Glancing over her shoulder once again at the city policeman down the street, Julie ducked inside a store with the sign, EVANGELINE DUMOND, DRESSMAKER AND MILLINER, two doors up from the Russ House Hotel. Pretending to browse the latest selection of Parisian fashions, Julie did her best to convince herself that if the person following her was male, he would avoid the inside of a dressmaker’s shop like the plague.
Selecting a ready-made jade-green serge walking dress and a matching green bonnet with a netted brim from a display near a willow dress form, Julie slipped into one of the two curtained alcoves the shop owner used as dressing rooms and tried the dress and the deep half bonnet on for size. The dress was an inch too long, so Julie added another stiff starched petticoat and a pair of high-heeled boots to compensate for the length. She accessorized her new frock with a matching short cape, gloves, and a brown false fringe and curls for her hair. Affixing the hairpieces to her dark auburn hair, Julie stared into the mirror mounted on the wall and debated her color choice of jade green.r />
She wanted to blend in instead of standing out, and she decided that the man following her wouldn’t be looking for a missionary in a fashionable and expensive Parisian-style walking costume. Although there was no rule against it, no one expected Salvationist missionaries to be people of independent means. The idea that missionaries were poor was an erroneous but pervasive myth, and the Salvationists contributed to the myth by insisting their female missionaries wear ugly gray dresses and black boots that bore no resemblance to anything stylish or fashionable.
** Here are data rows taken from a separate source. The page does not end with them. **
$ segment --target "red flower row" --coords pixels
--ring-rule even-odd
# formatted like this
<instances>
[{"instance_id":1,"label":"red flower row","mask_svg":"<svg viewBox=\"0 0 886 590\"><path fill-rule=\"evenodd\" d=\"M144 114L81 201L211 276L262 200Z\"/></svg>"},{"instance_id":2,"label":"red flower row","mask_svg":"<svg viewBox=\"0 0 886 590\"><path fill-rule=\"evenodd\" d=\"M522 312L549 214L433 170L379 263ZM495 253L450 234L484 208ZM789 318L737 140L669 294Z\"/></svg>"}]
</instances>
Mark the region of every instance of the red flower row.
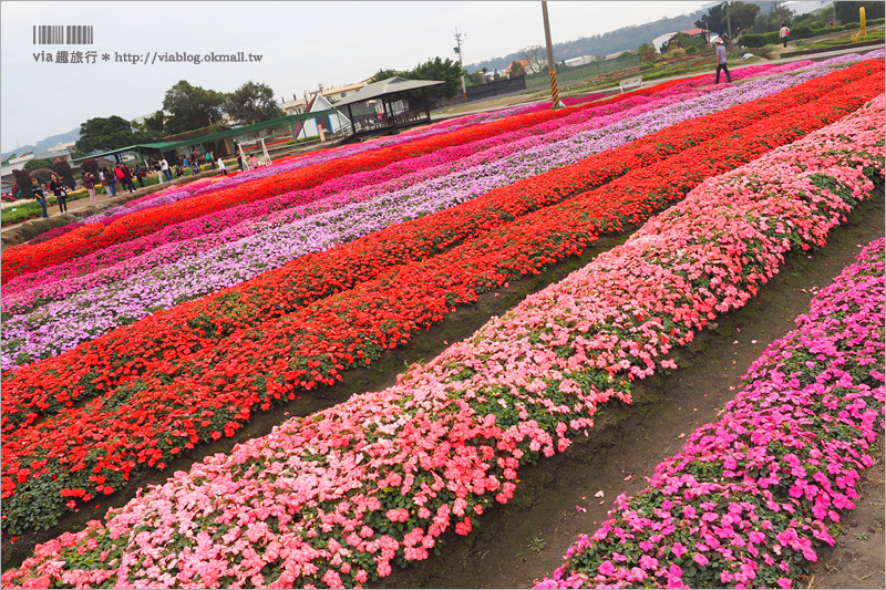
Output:
<instances>
[{"instance_id":1,"label":"red flower row","mask_svg":"<svg viewBox=\"0 0 886 590\"><path fill-rule=\"evenodd\" d=\"M619 95L612 101L621 101L638 94L659 92L677 82L684 81L673 81L652 89L635 91L633 93ZM163 207L136 211L107 226L104 224L91 224L53 240L10 248L3 253L2 283L20 275L34 272L41 268L59 265L114 244L152 234L172 224L195 219L235 205L261 200L290 190L311 188L331 178L373 170L393 162L421 156L444 147L462 145L526 126L537 125L546 121L568 116L575 113L575 108L593 108L598 104L589 103L568 110L542 111L492 121L424 139L364 152L348 158L305 166L227 190L219 190L204 197L183 199Z\"/></svg>"},{"instance_id":2,"label":"red flower row","mask_svg":"<svg viewBox=\"0 0 886 590\"><path fill-rule=\"evenodd\" d=\"M872 65L867 72L882 68ZM297 387L334 383L346 366L368 364L382 350L406 342L412 332L454 310L453 303L472 301L480 291L577 253L598 231L645 219L682 198L703 178L857 108L882 85L878 75L845 85L858 72L836 74L838 80L821 83L821 87L838 86L831 93L820 90L818 94L825 93L821 100L808 102L816 94L814 86L793 96L784 93L782 102L793 108L771 117L742 113L745 126L729 137L693 147L574 201L536 211L445 255L396 267L284 319L237 331L210 351L185 353L177 360L177 354L169 354L152 366L150 375L130 381L106 397L6 437L3 497L11 496L11 504L29 501L35 475L63 477L60 491L64 487L69 495L72 488L86 494L97 477L105 478L102 489L120 488L137 464L163 468L163 462L182 447L231 436L254 406L267 410L274 400L295 397ZM735 122L728 112L720 116ZM748 125L751 121L756 123ZM577 169L571 174L580 182ZM24 485L17 486L13 477ZM34 518L49 521L55 516L49 513Z\"/></svg>"},{"instance_id":3,"label":"red flower row","mask_svg":"<svg viewBox=\"0 0 886 590\"><path fill-rule=\"evenodd\" d=\"M54 359L20 369L4 381L2 432L35 422L39 412L54 413L85 396L107 395L140 375L156 371L156 364L163 373L168 372L179 365L177 359L217 346L236 330L259 327L352 289L394 265L436 256L455 244L700 141L740 130L750 121L791 104L802 104L865 72L868 70L855 68L776 96L668 127L618 149L495 189L459 207L293 260L251 281L156 313Z\"/></svg>"}]
</instances>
After deciding to wear her new purchase of the green dress and carry her other purchases of a brown-and-camel-striped silk day dress with all the necessary accessories—including a black wig with a straight-cut fringe and hair that hung down her back that she thought would work with her laundry girl disguise. After quickly plaiting the wig into a long queue, Julie had her Salvationist dress wrapped in brown paper along with her new day dress and accessories, then placed her new green bonnet on her head and her old gray bonnet and black wig in a hatbox. She glanced out the front window and saw the San Francisco city constable leaning against the post of a gas street lamp surveying the boardwalk up and down and across the street, watching the late-afternoon shoppers. With her heart racing, Julie gathered her belongings and hurried into the nearest hansom cab.
“The Russ House Hotel, please,” she directed.
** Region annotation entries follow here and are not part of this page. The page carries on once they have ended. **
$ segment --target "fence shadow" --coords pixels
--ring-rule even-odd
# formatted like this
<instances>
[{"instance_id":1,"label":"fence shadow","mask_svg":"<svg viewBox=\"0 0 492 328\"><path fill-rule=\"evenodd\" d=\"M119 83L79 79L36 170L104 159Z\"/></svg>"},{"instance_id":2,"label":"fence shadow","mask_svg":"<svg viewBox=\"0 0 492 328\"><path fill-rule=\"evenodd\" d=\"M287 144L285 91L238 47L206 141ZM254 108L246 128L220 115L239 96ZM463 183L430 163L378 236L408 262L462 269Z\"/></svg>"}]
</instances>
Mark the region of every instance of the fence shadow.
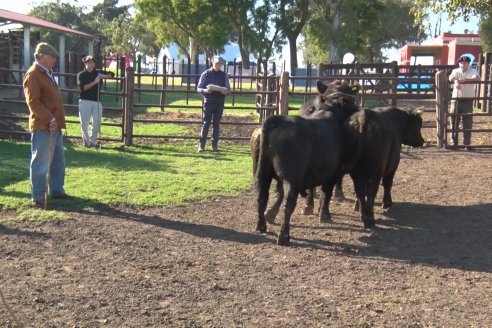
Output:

“Miss, the Russ House Hotel is two doors down,” the driver told her. “It’s hardly worth a fare when you can walk it.”
“I have purchases,” Julie answered. “I prefer to ride. And I’ll double your fare.”
The driver heaved a put-upon sigh. “It’s your dollar.”
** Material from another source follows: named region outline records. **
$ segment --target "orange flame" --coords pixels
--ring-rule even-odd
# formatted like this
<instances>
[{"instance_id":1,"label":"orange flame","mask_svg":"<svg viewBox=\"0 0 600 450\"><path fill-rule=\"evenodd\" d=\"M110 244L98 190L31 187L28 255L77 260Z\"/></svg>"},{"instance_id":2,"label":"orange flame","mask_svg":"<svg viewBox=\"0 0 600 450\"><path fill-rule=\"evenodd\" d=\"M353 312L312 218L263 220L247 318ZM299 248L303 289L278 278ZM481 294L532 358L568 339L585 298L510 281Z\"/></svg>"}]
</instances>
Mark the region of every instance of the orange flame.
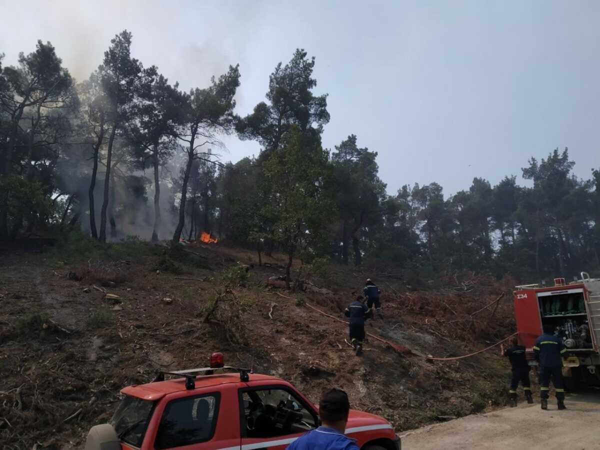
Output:
<instances>
[{"instance_id":1,"label":"orange flame","mask_svg":"<svg viewBox=\"0 0 600 450\"><path fill-rule=\"evenodd\" d=\"M218 239L213 239L211 237L210 233L206 233L203 231L202 233L200 235L200 240L203 242L206 242L206 244L217 244L219 241Z\"/></svg>"}]
</instances>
Clucking to his horse, the driver pulled out into traffic and drove Julie ten or so feet to the front door of the hotel. He parked his cab in line behind three or four others and waited for the hotel doorman to open the door for his passenger.
Scooping her packages into her arms, Julie leaned forward in order to exit the cab. Through the window in the door she saw the doorman conversing with the city policeman who had followed her from Mission Street, and quickly called out to the driver, “Driver, I just remembered I’ve other errands to run.”